Delta-LoRA adapter that focuses on parameter-efficient delta updates with momentum.

public class DeltaLoRAAdapter<T> : LoRAAdapterBase<T>, IDisposable, ILoRAAdapter<T>, ILayer<T>, IJitCompilable<T>, IDiagnosticsProvider, IWeightLoadable<T>

Type Parameters

T

The numeric type used for calculations, typically float or double.

Inheritance
DeltaLoRAAdapter<T>
Implements
Inherited Members

Remarks

Delta-LoRA is a variant of LoRA that explicitly models the change (delta) in parameters rather than the absolute values. This approach can achieve better convergence in certain scenarios by focusing on the parameter update dynamics with momentum-based accumulation.

For Beginners: Think of Delta-LoRA as "change-focused" LoRA.

Regular LoRA learns: "What should the weights be?" Delta-LoRA learns: "How should the weights change?"

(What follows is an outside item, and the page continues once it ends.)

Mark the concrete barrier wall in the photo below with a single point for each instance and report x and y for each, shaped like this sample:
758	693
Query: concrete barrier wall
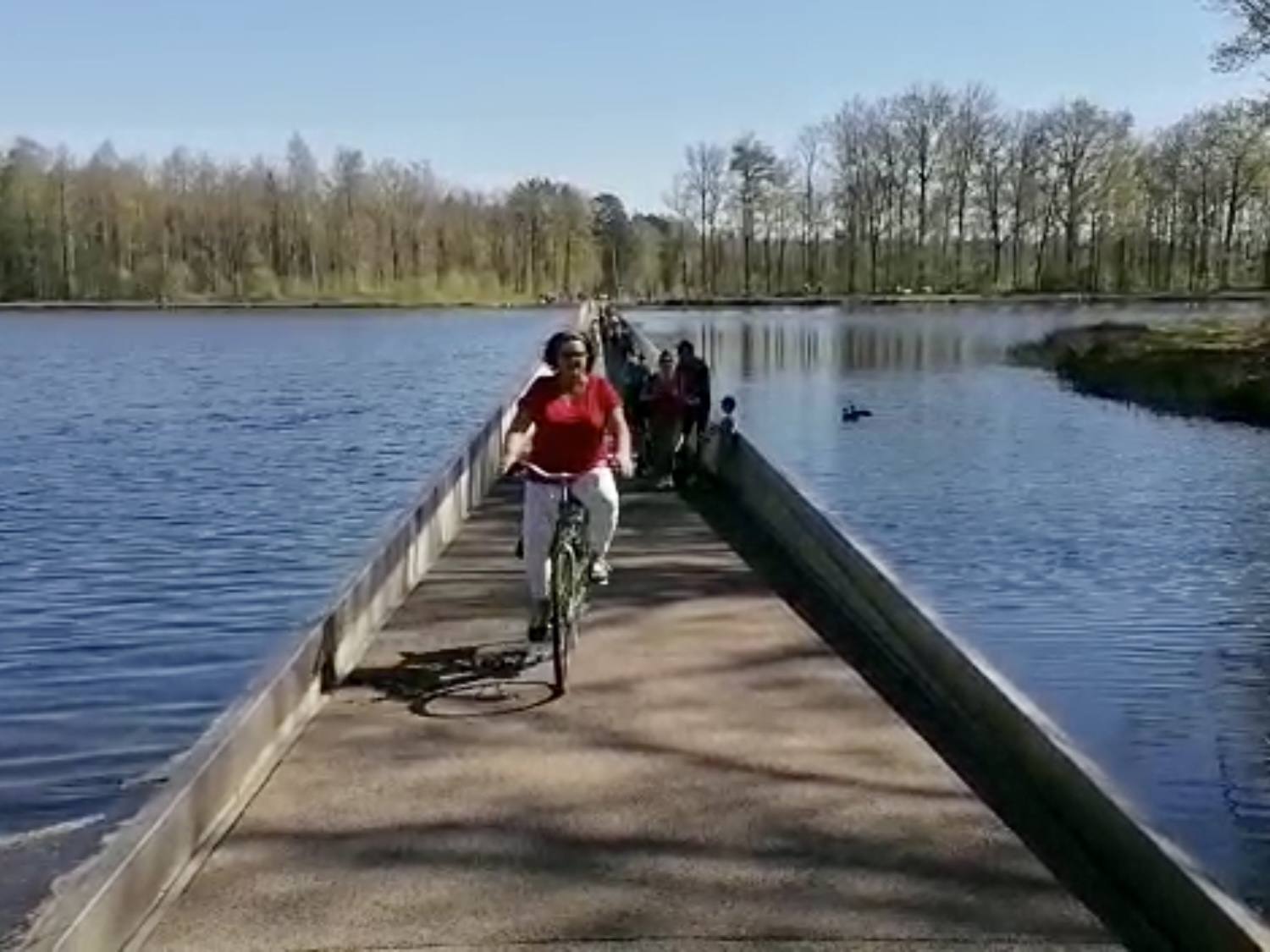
99	906
1178	904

This difference matters because:

  1. Changes (deltas) often have simpler patterns than absolute values
  2. Momentum helps smooth out noisy updates
  3. Can converge faster when the optimal adaptation is a smooth transformation

Key concepts:

  • Delta weights: Accumulated changes to parameters (not the parameters themselves)
  • Delta scaling: Controls how strongly deltas affect the output
  • Momentum: Smooths updates by remembering previous changes

When Delta-LoRA works better than standard LoRA:

  • Tasks requiring smooth, gradual adaptations
  • Fine-tuning where the base model is already close to optimal
  • Scenarios with noisy gradients that benefit from momentum
  • Transfer learning where you want to preserve more of the original model's behavior

Example: If you're adapting a language model to a new domain, Delta-LoRA can make smaller, more conservative changes that preserve the model's general knowledge while adapting to domain-specific patterns.

Constructors

DeltaLoRAAdapter(ILayer<T>, int, double, double, double, bool)

Initializes a new Delta-LoRA adapter wrapping an existing layer.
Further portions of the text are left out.